The peaceful strike was held to mark the third anniversary of the military coup.
It left public places and streets in cities across the nation, including Mandalay and Yangon, largely deserted, further embarrassing a regime that has lost large swathes of the country to resistance forces over the past few months.
It was the fifth silent strike since the coup on Feb. 1, 2021.
Junta-backed Telegram Channel Kyaw Swar said on Friday that over 90 shops in the jade market of Mandalay, the country’s second-largest city, were sealed off by regime forces for six months because their owners participated in the silent strike by shutting them.
The owners of the jade shops have been accused of supporting “terrorism.” A video clip circulating on social media shows the busiest jade market in Mandalay almost deserted during Thursday’s strike.

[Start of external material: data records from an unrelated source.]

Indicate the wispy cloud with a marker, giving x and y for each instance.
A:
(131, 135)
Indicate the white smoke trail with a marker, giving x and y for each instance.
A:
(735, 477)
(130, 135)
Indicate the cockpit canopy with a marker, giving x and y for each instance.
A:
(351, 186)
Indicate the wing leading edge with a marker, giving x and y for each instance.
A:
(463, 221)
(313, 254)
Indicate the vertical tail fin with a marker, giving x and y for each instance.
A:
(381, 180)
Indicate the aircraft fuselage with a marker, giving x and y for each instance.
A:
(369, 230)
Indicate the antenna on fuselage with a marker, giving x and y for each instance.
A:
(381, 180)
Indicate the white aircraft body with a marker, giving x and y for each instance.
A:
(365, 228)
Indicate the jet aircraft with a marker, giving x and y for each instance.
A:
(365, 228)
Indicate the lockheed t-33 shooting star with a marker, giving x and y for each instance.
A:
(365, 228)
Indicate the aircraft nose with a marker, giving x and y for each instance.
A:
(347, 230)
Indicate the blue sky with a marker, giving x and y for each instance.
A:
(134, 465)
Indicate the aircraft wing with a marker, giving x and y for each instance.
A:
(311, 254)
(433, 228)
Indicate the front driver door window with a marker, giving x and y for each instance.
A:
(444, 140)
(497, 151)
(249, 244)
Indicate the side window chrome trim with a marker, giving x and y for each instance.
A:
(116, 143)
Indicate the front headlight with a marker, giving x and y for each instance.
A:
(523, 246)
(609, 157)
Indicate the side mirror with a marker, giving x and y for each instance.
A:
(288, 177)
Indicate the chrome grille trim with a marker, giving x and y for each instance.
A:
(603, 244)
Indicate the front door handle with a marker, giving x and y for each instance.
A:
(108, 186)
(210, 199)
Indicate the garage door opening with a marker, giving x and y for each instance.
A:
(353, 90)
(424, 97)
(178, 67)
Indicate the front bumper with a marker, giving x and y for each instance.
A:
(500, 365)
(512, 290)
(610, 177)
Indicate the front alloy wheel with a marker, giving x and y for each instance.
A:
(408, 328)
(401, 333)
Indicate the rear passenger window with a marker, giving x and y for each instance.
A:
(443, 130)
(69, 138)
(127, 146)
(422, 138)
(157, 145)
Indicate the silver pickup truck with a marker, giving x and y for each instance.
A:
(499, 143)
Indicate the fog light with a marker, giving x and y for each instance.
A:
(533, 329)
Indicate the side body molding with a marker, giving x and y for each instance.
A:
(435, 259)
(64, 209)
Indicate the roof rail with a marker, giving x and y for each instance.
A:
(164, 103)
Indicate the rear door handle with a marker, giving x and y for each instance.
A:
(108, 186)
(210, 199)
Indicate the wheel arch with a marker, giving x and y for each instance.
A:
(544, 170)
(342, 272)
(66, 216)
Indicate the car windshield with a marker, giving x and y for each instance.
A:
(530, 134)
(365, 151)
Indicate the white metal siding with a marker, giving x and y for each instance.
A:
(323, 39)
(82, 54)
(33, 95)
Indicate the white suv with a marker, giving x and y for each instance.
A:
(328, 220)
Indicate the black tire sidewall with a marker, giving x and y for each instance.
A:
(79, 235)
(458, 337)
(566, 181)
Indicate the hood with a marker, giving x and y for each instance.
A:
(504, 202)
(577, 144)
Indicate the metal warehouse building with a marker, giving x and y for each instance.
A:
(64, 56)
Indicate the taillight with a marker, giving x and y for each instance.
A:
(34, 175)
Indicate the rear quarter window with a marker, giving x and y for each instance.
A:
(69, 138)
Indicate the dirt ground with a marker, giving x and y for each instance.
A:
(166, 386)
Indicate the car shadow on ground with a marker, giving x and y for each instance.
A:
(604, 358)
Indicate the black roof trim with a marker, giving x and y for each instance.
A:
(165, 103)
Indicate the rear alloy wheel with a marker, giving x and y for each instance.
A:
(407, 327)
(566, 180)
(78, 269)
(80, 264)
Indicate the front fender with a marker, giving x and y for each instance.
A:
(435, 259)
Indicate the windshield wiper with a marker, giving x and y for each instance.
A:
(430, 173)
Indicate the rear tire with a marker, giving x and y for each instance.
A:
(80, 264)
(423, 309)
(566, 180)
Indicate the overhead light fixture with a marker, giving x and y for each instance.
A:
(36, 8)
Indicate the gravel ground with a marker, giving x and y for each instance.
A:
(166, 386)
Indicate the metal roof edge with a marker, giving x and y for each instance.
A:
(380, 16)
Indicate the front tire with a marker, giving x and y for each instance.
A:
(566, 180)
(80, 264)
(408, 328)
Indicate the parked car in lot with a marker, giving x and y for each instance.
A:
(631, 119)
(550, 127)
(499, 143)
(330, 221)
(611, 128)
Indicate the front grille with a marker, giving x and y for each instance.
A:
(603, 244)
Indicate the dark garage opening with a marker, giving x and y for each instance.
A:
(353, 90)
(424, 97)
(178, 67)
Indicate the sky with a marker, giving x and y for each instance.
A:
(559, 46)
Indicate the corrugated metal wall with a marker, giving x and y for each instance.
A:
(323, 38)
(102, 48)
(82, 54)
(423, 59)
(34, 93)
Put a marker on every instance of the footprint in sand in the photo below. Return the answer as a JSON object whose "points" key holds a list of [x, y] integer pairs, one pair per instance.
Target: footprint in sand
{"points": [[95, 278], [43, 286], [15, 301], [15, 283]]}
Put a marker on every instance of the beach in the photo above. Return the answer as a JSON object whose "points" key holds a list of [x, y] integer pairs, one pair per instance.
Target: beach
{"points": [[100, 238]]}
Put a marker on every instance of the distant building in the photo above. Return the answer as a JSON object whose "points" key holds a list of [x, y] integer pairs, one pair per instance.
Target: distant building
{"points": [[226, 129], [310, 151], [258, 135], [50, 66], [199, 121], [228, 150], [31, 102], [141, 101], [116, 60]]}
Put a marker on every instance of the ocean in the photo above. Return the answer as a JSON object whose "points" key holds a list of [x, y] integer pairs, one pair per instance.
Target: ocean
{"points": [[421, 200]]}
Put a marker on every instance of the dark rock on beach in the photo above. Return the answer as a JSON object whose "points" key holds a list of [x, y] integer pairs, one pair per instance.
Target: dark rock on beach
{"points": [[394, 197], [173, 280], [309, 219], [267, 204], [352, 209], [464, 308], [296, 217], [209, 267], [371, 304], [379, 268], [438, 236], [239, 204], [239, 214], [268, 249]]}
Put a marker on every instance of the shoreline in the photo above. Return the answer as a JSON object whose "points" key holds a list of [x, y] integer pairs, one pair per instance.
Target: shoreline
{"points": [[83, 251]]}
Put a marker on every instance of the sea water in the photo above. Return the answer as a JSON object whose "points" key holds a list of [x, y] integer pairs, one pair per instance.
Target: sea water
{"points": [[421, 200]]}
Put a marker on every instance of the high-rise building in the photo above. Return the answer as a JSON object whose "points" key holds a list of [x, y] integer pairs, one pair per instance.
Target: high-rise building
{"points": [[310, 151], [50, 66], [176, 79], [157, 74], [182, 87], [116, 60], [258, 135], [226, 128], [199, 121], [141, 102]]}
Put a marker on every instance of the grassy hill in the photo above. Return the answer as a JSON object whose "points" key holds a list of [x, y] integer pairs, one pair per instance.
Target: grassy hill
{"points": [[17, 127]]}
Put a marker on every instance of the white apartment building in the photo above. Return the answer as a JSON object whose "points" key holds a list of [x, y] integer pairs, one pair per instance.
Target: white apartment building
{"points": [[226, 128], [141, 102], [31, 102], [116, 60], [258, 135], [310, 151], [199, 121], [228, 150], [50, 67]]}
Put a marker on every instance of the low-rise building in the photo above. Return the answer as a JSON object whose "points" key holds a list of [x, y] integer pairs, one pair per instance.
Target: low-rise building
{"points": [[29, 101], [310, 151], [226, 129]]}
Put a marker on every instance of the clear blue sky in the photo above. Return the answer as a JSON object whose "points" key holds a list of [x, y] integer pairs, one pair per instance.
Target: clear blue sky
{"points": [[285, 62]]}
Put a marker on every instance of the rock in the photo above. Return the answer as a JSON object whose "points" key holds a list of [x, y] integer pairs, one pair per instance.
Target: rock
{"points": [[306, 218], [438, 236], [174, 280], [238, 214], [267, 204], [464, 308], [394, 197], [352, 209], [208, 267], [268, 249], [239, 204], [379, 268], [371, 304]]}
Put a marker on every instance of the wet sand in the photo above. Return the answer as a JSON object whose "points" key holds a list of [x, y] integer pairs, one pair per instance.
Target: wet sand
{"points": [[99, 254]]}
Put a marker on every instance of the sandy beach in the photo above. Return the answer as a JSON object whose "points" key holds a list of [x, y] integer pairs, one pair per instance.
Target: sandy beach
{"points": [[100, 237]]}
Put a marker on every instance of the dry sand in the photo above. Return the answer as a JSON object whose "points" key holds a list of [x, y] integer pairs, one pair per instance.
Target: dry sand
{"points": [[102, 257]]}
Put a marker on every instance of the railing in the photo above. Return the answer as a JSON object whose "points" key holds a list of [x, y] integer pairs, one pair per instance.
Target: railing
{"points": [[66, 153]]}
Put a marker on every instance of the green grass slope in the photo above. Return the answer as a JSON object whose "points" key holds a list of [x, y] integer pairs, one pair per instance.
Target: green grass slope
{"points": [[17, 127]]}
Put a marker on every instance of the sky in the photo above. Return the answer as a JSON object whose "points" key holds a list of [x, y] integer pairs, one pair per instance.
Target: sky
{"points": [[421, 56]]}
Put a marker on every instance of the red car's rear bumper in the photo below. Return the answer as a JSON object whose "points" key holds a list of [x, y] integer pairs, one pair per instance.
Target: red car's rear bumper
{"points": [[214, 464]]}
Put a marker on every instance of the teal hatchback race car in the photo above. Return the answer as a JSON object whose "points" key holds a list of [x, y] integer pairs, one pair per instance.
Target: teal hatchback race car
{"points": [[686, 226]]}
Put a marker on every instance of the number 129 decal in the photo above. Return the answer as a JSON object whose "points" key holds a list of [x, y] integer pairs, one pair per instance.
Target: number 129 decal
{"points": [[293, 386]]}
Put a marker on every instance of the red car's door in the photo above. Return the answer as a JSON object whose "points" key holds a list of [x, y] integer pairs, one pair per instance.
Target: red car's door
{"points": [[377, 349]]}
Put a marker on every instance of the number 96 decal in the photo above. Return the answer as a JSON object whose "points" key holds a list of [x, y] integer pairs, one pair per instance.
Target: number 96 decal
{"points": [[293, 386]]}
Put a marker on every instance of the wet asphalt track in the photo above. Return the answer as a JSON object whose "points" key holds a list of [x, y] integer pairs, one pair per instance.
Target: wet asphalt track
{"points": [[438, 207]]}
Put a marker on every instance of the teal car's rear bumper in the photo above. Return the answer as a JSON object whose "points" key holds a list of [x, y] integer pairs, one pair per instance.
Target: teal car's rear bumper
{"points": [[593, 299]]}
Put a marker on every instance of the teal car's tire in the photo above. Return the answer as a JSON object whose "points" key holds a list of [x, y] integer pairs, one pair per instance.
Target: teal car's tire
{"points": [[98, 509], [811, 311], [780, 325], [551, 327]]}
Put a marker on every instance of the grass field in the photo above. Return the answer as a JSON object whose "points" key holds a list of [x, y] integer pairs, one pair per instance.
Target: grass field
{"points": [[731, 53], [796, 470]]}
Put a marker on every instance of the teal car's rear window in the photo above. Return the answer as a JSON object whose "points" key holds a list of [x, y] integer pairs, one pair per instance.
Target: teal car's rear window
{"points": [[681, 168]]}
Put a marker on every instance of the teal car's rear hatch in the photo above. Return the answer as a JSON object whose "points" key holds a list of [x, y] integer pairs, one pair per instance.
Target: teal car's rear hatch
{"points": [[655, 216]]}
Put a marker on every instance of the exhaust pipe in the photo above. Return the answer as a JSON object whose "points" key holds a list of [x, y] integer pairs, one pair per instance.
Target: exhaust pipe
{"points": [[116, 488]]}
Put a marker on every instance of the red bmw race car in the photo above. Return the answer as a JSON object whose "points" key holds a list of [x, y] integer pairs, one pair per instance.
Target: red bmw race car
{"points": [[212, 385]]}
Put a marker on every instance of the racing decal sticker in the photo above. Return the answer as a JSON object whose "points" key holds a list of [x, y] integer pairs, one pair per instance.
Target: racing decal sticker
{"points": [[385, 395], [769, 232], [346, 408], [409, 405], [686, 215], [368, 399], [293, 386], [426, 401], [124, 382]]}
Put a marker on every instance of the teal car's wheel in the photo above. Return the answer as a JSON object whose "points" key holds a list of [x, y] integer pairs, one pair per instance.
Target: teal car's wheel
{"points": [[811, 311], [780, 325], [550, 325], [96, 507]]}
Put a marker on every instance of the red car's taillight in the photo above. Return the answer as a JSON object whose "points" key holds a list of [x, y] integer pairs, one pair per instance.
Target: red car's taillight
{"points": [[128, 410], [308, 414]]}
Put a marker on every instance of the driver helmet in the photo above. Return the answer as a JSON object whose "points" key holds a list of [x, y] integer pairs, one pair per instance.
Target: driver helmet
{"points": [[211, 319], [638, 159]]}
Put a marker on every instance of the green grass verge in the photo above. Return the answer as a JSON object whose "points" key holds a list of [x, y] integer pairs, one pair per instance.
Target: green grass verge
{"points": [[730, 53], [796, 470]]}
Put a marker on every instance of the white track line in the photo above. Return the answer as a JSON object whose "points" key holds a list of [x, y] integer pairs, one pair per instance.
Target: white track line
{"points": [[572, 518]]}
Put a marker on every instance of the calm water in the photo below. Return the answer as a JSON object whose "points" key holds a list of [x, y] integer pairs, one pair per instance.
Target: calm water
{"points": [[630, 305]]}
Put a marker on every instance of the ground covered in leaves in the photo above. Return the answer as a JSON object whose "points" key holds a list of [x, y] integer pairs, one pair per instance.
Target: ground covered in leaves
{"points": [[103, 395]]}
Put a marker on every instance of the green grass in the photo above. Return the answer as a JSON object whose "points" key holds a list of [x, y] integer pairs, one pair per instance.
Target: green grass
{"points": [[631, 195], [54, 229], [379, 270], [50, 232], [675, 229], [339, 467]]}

Another pro-junta Telegram news channel, People Media, reported that two youths and an English teacher were arrested by the junta in Mandalay for posts made about the strike on Facebook.
U Kyaw Soe Oo, a teacher at Wisdom Tree English Language Center, was arrested for a Facebook post urging people to remain in their homes after 10 a.m. on Thursday.
A young man who goes by the name “Kyaw Saw Lin” on Facebook was arrested after he shared a post showing photos of deserted streets in Mandalay during the silent strike.
A teenage girl was arrested for uploading portraits of herself wearing a white blouse to show she had participated in the white campaign, which was also held on Thursday. She also posted a photo of herself making an anti-regime hand gesture.
Photos of the three detainees were released by the junta and published by pro-junta media.
Pro-regime cheerleader Kyaw Soe Oo of People Media said many people were arrested in Yangon for participating in the silent strike.
Anti-regime campaigners called on the public to join the strike by staying inside their homes between 10 a.m. and 4 p.m. People in cities across the country heeded the call.
On Wednesday, regime officials threatened owners of shops and market stalls that their businesses would be seized if they did not remain open during Thursday’s silent strike.
The junta also organized a pro-military rally in the center of Yangon in an attempt to give the impression that the country’s commercial hub was busy during the silent strike. The rally drew a few hundred people, including nationalist monks, in the city of more than 5 million.
It was led by notorious ultranationalists like military cheerleader Win Ko Ko Lat and U Hla Swe, a former lieutenant colonel and a senior member of the military-backed Union Solidarity and Development Party.
Pro-junta Telegram channels publicized the names of shops that were closed during the strike and urged that their owners be punished. They also called for the junta to punish private school that closed on Thursday as well as students who were absent from class.
Previously, the junta has taken harsh action against people who joined silent strikes and other anti-regime campaigns.
Photographer Ko Soe Naing died in the junta’s custody after he was detained while taking pictures of a deserted Yangon during a silent strike marking International Human Rights Day in December 2021.